De una manera periódica nos
llegan noticias, a través de los distintos medios de comunicación, sobre la
quema de libros, o sobre cambios en los contenidos originales de algunas obras
escritas, o se hace mención a la inclusión de las mismas en determinadas listas
negras, creadas sin ninguna explicación razonada ni razonable. Y todo ello
porque, según los Guardianes de lo “políticamente correcto”, estos libros
inducen a comportamientos racistas, o xenófobos, o, simplemente, porque dicen
que atentan contra los valores que afectan a cualquier grupo social o racial
que esté bajo el paraguas protector de esos Guardianes de “lo políticamente
correcto”, que se consideran, así mismos, como los poseedores de las verdades
absolutas por las que se tiene que regir el resto del mundo.
Esto, sin duda ninguna, es una
política de CENSURA programada en toda regla, pero, a pesar de la gravedad que
ello implica, no es lo que más debe preocuparnos, pues los libros y sus
contenidos siempre han sobrevivido a todas las censuras, y seguirán sobreviviendo.
Lo realmente grave y preocupante es que haya una mayoría de ciudadanos llanos y
pensadores de gran prestigio intelectual, incluidos los propios escritores, que
callan sus voces por miedo a lo que digan de ellos, y esta es una autocensura
más dañina que la propia censura, pues da argumentos, donde no los hay, a esos
Guardianes de “lo políticamente correcto” que, ante la falta de réplica, se
autoconvencen (producto de una superioridad social y moral que se autoatribuyen)

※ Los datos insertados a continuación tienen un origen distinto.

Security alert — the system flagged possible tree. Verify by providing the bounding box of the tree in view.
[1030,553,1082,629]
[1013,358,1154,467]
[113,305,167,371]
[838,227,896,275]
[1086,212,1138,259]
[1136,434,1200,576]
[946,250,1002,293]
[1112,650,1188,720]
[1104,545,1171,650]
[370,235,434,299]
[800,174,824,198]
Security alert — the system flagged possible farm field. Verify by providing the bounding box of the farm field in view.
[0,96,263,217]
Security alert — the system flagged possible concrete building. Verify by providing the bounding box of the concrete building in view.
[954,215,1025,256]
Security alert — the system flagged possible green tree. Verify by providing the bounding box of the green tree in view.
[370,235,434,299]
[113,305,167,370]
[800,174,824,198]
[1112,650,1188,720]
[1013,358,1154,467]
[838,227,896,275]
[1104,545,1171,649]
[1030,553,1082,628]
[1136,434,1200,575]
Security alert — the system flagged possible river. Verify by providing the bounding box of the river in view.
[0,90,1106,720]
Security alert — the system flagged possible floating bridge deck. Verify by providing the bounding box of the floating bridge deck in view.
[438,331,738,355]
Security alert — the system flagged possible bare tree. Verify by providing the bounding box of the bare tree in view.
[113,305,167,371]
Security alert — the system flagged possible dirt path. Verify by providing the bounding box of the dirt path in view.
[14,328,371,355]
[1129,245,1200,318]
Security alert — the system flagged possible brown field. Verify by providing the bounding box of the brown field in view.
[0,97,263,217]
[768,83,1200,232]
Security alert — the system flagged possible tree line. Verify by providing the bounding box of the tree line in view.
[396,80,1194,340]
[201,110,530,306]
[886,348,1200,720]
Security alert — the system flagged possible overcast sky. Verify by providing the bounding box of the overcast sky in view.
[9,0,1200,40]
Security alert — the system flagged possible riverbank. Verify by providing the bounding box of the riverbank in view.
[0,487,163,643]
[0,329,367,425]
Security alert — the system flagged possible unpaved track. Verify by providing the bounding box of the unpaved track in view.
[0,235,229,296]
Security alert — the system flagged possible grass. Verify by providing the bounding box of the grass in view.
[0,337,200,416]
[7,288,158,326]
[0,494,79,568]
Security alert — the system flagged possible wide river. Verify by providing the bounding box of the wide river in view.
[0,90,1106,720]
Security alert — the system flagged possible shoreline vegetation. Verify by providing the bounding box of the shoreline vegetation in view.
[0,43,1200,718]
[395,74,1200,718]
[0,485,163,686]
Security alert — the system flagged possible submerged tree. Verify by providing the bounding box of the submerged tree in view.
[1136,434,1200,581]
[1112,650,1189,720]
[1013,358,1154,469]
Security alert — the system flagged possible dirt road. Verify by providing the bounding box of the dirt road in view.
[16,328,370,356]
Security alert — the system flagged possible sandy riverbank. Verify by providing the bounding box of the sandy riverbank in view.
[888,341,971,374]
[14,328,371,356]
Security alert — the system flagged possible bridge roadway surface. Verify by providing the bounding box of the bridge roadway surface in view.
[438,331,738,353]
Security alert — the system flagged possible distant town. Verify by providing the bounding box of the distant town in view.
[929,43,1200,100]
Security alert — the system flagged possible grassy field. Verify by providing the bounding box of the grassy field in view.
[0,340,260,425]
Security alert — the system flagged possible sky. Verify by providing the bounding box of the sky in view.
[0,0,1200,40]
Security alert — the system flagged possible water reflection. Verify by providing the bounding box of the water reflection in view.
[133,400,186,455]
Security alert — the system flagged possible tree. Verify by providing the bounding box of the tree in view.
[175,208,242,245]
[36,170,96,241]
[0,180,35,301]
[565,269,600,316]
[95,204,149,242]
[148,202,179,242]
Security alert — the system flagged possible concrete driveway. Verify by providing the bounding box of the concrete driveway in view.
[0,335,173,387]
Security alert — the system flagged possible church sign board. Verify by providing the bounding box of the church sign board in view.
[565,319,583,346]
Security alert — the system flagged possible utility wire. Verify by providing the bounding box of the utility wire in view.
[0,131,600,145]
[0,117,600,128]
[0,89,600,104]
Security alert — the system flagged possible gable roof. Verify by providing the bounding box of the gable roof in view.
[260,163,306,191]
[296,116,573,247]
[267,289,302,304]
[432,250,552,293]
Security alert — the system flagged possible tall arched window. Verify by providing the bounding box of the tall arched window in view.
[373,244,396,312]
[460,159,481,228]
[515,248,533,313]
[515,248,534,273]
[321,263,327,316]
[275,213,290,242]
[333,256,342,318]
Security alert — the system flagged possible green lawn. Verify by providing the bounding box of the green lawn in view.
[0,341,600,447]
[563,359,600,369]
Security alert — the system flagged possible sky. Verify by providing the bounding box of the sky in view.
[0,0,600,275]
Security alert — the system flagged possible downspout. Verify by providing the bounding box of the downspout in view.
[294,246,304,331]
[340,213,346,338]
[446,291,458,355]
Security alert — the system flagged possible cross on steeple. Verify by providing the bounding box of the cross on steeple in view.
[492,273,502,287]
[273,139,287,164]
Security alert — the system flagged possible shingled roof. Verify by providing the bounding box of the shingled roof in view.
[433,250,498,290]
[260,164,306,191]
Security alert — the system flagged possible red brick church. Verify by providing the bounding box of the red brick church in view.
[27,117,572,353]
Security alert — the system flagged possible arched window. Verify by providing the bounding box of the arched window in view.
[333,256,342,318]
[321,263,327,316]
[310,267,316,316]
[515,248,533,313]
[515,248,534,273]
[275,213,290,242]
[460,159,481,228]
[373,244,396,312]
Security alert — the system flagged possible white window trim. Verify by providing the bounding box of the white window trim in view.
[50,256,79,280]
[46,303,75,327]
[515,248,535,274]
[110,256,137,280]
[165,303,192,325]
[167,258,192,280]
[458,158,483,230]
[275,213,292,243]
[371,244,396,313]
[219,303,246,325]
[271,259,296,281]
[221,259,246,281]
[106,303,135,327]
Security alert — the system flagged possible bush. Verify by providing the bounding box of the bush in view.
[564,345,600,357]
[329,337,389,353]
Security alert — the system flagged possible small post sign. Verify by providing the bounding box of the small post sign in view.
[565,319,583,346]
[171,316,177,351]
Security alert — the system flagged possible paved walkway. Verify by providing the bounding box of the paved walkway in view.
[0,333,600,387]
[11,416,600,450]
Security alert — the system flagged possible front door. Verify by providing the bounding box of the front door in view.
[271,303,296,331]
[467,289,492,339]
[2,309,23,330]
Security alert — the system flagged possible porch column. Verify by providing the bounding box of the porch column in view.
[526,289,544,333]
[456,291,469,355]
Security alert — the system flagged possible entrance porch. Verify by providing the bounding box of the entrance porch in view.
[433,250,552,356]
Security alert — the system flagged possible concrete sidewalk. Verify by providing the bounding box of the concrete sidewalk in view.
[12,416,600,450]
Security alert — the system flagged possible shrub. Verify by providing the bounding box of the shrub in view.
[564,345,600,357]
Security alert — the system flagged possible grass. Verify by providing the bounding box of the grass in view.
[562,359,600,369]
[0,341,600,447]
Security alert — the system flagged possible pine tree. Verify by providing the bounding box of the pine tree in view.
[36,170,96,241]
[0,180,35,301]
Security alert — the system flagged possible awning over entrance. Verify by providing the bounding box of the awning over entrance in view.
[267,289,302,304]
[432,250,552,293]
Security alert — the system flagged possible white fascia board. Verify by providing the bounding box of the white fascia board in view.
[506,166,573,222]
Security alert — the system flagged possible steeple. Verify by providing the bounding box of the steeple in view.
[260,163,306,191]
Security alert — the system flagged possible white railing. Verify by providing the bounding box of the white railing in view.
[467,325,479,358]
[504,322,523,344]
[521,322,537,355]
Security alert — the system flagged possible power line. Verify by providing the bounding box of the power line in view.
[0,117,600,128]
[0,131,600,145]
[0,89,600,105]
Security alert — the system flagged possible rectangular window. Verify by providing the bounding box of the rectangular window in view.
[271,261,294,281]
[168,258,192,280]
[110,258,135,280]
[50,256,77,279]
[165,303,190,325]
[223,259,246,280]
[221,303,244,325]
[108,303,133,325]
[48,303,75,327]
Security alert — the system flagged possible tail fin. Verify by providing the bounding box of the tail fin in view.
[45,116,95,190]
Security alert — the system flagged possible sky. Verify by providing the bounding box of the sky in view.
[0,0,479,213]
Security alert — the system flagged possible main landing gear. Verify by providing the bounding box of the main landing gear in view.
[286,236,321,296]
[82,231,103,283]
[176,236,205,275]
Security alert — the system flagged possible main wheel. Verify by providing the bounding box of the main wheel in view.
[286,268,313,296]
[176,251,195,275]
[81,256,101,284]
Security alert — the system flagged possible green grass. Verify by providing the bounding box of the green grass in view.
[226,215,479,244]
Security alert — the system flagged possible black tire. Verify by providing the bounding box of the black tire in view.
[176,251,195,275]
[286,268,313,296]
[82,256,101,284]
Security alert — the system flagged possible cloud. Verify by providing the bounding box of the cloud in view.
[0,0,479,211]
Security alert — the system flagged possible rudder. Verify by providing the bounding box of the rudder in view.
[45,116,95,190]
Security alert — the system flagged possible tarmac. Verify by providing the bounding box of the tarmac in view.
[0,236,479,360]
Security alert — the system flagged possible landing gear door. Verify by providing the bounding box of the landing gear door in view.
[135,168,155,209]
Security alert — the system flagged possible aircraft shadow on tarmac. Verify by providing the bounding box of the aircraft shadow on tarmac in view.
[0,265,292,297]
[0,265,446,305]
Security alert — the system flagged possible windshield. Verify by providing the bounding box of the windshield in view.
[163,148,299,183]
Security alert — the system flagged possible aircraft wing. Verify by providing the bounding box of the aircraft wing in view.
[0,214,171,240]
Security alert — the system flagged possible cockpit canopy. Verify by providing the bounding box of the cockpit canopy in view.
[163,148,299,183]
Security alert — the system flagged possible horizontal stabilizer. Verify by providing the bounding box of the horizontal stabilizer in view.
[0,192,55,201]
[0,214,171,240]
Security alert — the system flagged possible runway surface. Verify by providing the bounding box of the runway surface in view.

de que sus aberrantes hechos son las únicas verdades aptas para defender a esta
sociedad, en la que nos ha tocado vivir, de las miserias morales que, según su
criterio egocéntrico, son dañinas por no coincidir con sus planteamientos.
¿Cuántos denunciamos estos
aberrantes hechos? Pocos, muy pocos, y la CENSURA avanza lenta pero
inexorablemente, campeando a sus anchas no solo por el mundo de las letras,
sino por cualquier otra actividad artística, creativa o filosófica.